But whatever we do to bridge the gap or distract ourselves from its existence, we come back to square one, just like our spiritual ancestor, Koheleth did.

So, what do we do about all this uncomfortable tension between our finite nature and our desire for the infinite? Are we simply doomed to lives of empty frustration and meaninglessness? Where can we rest? Where can we find meaning? 
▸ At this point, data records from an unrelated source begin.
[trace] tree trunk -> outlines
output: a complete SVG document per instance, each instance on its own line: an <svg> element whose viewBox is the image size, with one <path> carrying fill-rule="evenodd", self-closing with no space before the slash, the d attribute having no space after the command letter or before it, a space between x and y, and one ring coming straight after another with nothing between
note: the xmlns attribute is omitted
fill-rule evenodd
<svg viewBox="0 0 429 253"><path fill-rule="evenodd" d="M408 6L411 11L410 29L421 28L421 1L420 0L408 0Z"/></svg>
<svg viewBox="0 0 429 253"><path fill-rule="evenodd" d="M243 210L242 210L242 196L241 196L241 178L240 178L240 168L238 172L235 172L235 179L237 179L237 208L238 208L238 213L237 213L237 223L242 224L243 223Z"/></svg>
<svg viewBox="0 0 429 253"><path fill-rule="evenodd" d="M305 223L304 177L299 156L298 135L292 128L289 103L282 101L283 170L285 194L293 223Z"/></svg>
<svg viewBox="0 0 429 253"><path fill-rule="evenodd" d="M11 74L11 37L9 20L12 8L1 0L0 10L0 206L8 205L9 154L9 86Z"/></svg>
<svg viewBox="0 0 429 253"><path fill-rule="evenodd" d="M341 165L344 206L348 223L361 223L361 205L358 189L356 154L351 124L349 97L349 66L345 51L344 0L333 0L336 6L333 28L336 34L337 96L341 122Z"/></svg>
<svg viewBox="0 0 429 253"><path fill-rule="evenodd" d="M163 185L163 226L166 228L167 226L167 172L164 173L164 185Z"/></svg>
One voice of spiritual comfort and meaning in my life is the theologian and teacher Father Richard Rohr. His book, Falling Upward, explores this same territory. Central to his response is an expansion of how we think about the narrative arc of our lives. Understandably, we focus on the part of our lives that we can see. We’re born, we make lives, and we die. But the Christian tradition and many other faith traditions hold that our story doesn’t begin with our birth or end with our death; we come from God and return to God when we die, and while we’re alive we don’t lose our relationship with God. Rohr frames the discomfort of our disconnection from the infinite not as a uncrossable chasm that we as individuals must strive to conquer, but as a profound homesickness that both motivates us and saddens us. He writes:

We are both driven and called forward by a kind of deep homesickness, it seems. There is an inherent and desirous dissatisfaction that both sends and draws us forward, and it comes from our original and radical union with God. What appears to be past and future is in fact the same home, the same call, and the same God.[2]

This claiming of our true, ultimate home in God, this shifting of our starting and ending points moves our source and destination from a shaky, lonely place to a sure one. If we think of our home as where we were born, then the point of reference for our life journey is our childhood home. How can we maintain or recreate the comfort we felt there, or how can we create a life for ourselves that provides the comfort that we lacked? It’s a drive that we often use productively, but making comfort and security in this life our ultimate concern can feel like sand slipping through our fingers. Like we can never get enough.

But in Rohr’s worldview, we are on a hero’s journey. Our home is with God, we are sent into the world with a quest, and we return to God. Our quest, just like all heroes, is to rediscover and reclaim our true identity and true power as God’s beloved children.

In Christian teaching, we don’t need to be the most successful king in the history of Israel or build vast wealth to have a place in the story. Yes, some will do those things, and it may be done from a place of wisdom or folly, but that is not where the meaning is to be found. Our ultimate concern, the meaning in our existence, is to be found in the home we claim in God and what we do with that identity. 

I invite you to try making this shift in how you think about home and your life journey now. Just take a moment and envision yourself as a member of God’s household, where you came from and where you will return. What do you notice in your body? In your spirit?

I’ll conclude with a “stay tuned” teaser for next week. One of the great things about the wisdom tradition is that it doesn’t teach that you need to choose between these two homes, these two identities. In fact, you need to figure out how they can coexist. We’ll think about that idea next week. 

In the meantime, may we be intentional about where we place our ultimate concern. May we remember our true home, and may that knowledge bring us a peace that we can share with the world. May it be so.


[1] Paul Tillich, Dynamics of Faith, (Harper & Row: New York, 1957).

[2] Richard Rohr, Falling Upward: A Spirituality for the Two Halves of Life (Jossey-Bass: San Francisco, 2011), p. 89.